The speaker's very presence in Maud's enclosed rose garden is itself cause for concern. An enclosed garden, or Hortus conclusus, alludes to the Song of Solomon 4.12, in which, according to Christian interpretations, Mary's womb is a "garden enclosed," a comparison that associates these spaces with both purity and female sexuality. By extension, the speaker's presence in her garden becomes a violation, especially since he let himself in, incorrectly interpreting the flower as a symbolic invitation. His control over the space makes this violation more pronounced; his decision to invite her into her own garden further deprives her of agency and echoes an earlier occasion when he spied on her by climbing its walls. Instead of an innocent troubadour pledging his love, he becomes at best a stalker and at worst, a metaphorical rapist.
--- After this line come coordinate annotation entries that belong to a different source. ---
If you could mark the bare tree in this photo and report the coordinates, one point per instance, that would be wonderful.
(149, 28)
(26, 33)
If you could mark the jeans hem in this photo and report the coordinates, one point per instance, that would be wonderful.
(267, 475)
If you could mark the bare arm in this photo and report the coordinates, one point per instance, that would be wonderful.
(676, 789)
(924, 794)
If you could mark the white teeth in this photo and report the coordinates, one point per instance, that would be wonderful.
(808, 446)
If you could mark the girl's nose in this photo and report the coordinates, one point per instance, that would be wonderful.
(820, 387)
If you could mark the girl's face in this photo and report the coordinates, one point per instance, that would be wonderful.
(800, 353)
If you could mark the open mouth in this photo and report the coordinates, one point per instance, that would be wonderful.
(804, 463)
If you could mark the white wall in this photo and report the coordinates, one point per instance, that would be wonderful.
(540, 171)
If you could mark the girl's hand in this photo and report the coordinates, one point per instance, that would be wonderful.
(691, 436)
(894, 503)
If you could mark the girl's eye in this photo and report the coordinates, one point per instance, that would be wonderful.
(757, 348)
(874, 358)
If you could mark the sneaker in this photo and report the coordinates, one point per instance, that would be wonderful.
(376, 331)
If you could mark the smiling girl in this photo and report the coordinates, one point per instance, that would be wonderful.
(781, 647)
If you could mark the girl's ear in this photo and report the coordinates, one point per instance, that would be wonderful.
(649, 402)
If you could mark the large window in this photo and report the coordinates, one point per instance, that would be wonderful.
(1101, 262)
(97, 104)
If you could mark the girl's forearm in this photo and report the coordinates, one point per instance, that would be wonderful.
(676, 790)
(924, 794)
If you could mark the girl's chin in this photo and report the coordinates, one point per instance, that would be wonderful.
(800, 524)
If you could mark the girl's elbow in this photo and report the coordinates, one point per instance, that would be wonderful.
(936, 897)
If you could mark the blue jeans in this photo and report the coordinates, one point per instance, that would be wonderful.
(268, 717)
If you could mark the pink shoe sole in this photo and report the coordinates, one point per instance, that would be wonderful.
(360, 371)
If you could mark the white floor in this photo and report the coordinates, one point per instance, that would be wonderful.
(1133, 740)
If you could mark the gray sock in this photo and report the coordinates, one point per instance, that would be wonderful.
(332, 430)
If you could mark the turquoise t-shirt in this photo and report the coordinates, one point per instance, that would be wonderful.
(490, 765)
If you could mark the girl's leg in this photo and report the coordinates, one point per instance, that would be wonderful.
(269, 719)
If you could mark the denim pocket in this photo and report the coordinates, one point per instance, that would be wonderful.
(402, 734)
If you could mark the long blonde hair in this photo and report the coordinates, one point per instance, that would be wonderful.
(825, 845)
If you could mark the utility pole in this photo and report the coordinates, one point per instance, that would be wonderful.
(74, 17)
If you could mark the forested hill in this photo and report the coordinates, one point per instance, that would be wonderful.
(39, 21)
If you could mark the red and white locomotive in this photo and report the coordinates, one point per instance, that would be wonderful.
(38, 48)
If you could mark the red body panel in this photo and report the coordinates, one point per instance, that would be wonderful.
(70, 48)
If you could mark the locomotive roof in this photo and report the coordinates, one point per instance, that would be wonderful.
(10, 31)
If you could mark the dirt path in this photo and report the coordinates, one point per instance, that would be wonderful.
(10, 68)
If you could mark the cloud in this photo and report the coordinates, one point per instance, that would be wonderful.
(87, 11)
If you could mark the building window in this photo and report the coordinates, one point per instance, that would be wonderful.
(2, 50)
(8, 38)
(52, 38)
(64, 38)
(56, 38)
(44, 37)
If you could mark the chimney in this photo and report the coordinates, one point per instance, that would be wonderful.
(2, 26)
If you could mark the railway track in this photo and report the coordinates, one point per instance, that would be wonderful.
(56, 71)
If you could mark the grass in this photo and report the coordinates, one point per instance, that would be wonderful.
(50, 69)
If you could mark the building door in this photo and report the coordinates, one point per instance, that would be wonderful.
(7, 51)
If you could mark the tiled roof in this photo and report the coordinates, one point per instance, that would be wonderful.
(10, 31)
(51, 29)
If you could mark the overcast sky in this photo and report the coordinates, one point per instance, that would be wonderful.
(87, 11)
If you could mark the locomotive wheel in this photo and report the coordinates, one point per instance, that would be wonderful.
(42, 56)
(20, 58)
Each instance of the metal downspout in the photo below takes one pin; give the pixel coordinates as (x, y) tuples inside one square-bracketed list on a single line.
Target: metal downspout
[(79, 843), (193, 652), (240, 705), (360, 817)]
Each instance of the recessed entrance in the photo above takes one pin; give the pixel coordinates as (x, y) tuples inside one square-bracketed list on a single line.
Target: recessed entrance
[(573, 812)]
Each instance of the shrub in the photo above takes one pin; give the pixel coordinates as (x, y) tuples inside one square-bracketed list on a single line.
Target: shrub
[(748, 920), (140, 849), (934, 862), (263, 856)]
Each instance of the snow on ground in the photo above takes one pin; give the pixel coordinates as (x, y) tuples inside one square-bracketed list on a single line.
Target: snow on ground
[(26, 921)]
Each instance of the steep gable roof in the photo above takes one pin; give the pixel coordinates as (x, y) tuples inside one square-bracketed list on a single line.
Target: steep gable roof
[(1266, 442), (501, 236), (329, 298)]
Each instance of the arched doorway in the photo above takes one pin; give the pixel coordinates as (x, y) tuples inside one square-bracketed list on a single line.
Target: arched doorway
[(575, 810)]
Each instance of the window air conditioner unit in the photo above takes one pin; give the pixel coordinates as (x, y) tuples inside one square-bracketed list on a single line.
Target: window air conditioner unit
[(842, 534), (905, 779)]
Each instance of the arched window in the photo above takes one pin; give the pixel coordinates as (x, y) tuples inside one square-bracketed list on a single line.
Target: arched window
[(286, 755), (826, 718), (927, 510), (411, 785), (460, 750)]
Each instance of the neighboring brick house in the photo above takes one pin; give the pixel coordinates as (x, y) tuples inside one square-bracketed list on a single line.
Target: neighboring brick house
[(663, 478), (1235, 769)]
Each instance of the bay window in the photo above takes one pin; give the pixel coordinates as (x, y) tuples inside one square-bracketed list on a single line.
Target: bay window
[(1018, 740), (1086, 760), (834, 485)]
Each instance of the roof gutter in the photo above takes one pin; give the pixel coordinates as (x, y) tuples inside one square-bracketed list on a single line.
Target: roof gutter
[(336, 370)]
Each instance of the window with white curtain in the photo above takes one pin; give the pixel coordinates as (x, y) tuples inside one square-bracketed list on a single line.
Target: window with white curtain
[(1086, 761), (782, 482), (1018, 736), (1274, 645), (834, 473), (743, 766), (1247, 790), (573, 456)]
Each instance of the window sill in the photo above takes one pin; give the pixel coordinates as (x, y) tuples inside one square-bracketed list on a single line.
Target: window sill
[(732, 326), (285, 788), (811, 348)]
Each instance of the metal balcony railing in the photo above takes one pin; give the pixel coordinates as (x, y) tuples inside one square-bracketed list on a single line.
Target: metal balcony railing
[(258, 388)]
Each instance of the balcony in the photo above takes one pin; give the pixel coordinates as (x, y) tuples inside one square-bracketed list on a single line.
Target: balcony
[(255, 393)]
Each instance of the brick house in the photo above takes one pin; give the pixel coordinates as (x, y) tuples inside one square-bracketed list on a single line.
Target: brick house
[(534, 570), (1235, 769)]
His spying into the garden also alludes to Satan's illicit examination of Eden before he jumps over its walls in Paradise Lost (Book 4,174-181), a parallel that likewise condemns the speaker. His final words further clarify the associations between the garden and violence, sex, and imagination: he imagines his "dust . . .Would start and tremble under her feet, / And blossom in purple and red" (71-74). As Robert Inglesfield has argued, this conflation of flowers with bruises on a body "reinforces the suggestion of insane, sexually charged fantasy, and anticipates the physical violence and his collapse into insanity in Part II" (123). The image of the speaker's decomposing corpse creating new life in the form of blossoming flowers suggests that he sees himself as a part of the garden even after death. His imagined relationship with the garden, however, does not differ greatly from his current relationship with it, since he already reads the garden as an expression of his own desire and therefore as an extension of himself. This famous lyric from a larger work appears to be a sentimental love song while actually critiquing that categorization: it shows the speaker's dangerous obsession with Maud and the symbolic significance with which he imbues their relationship.